Hulda, «la donna nascosta», cela un segreto già nel nome. Ruvida e ribelle, è tra i migliori investigatori della polizia di Reykjavík: a sessantaquattro anni, però, competenza e abnegazione non sono sufficienti, visto che ai piani alti c’è chi è ansioso di mandarla in pensione. Ma Hulda ha dato tutto alla carriera e la prospettiva di dover lasciare il lavoro a cui ha dedicato la sua vita la fa infuriare. Quanto si farà sentire la solitudine? Inevitabilmente, la porta si spalancherà ai vecchi demoni che lei ha sempre ridotto al silenzio. E allora le sue fughe tra le aspre montagne dell’Islanda, per respirare a pieni polmoni la durezza della sua isola, non basteranno più. Ottenuto il permesso di dedicarsi a un’ultima indagine, un cold case a sua scelta, Hulda sa perfettamente qual è il caso che vuole riaprire.

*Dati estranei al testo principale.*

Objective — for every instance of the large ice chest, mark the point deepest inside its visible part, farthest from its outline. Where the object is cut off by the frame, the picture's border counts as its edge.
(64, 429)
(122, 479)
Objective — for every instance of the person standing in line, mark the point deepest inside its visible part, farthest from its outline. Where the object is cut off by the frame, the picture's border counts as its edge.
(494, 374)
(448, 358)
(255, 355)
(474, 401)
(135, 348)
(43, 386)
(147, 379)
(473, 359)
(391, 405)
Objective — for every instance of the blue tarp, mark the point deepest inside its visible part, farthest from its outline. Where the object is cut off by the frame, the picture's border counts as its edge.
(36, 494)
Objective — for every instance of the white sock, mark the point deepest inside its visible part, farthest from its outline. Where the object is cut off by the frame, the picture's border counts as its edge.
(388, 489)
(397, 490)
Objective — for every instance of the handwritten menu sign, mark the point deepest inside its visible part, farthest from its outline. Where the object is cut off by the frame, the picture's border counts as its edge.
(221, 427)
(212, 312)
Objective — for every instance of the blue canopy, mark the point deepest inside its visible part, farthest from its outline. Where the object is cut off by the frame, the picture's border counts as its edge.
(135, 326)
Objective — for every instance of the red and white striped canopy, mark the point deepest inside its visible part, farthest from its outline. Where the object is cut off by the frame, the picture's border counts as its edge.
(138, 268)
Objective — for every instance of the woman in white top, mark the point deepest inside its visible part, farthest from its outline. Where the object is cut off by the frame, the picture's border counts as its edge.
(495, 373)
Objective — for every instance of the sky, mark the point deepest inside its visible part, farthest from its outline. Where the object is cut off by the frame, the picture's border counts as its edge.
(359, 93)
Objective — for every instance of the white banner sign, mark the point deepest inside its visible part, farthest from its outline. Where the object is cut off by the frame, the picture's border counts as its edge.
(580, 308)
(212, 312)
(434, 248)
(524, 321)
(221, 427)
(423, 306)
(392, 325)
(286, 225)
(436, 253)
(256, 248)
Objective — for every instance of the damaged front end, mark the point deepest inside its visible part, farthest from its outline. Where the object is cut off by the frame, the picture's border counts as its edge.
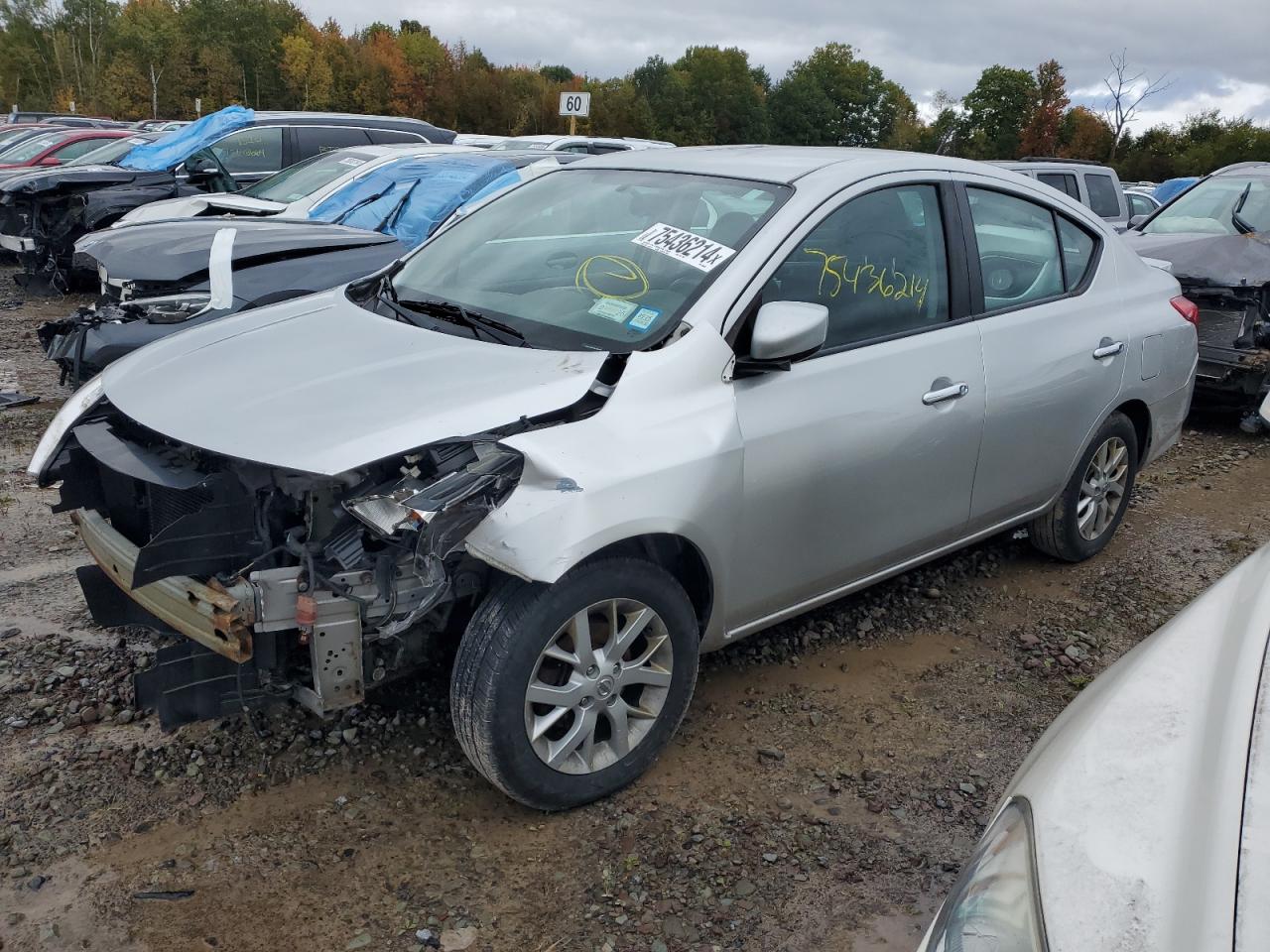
(286, 584)
(44, 214)
(1233, 347)
(98, 334)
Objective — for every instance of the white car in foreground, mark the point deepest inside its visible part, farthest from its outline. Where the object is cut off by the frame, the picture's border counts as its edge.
(1141, 820)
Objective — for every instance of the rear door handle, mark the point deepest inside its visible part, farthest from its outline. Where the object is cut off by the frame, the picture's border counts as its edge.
(953, 391)
(1107, 348)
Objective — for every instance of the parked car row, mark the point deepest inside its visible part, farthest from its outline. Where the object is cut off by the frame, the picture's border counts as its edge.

Dieci anni prima, una giovane donna, arrivata dalla Russia con la richiesta di asilo politico, era stata trovata morta in una baia non lontana dalla capitale. Le indagini, ingarbugliate e chiuse sbrigativamente da un collega, non avevano portato a una vera soluzione, e ora Hulda vuole dare voce a chi è stato dimenticato troppo in fretta. Vuole la verità. E ha quindici giorni di tempo per trovarla.
RECENSIONE
Hulda ha sessantaquattro anni, sa che tra pochi mesi sarà costretta ad andare in pensione e preferisce non starci a rimuginare troppo. Quando il capo la convoca nel suo ufficio e le comunica che entro due settimane dovrà lasciare il posto a un collega più giovane non la prende affatto bene. Intanto, però, ha la possibilità di dedicarsi a un ultimo caso ed è su quello che si concentra.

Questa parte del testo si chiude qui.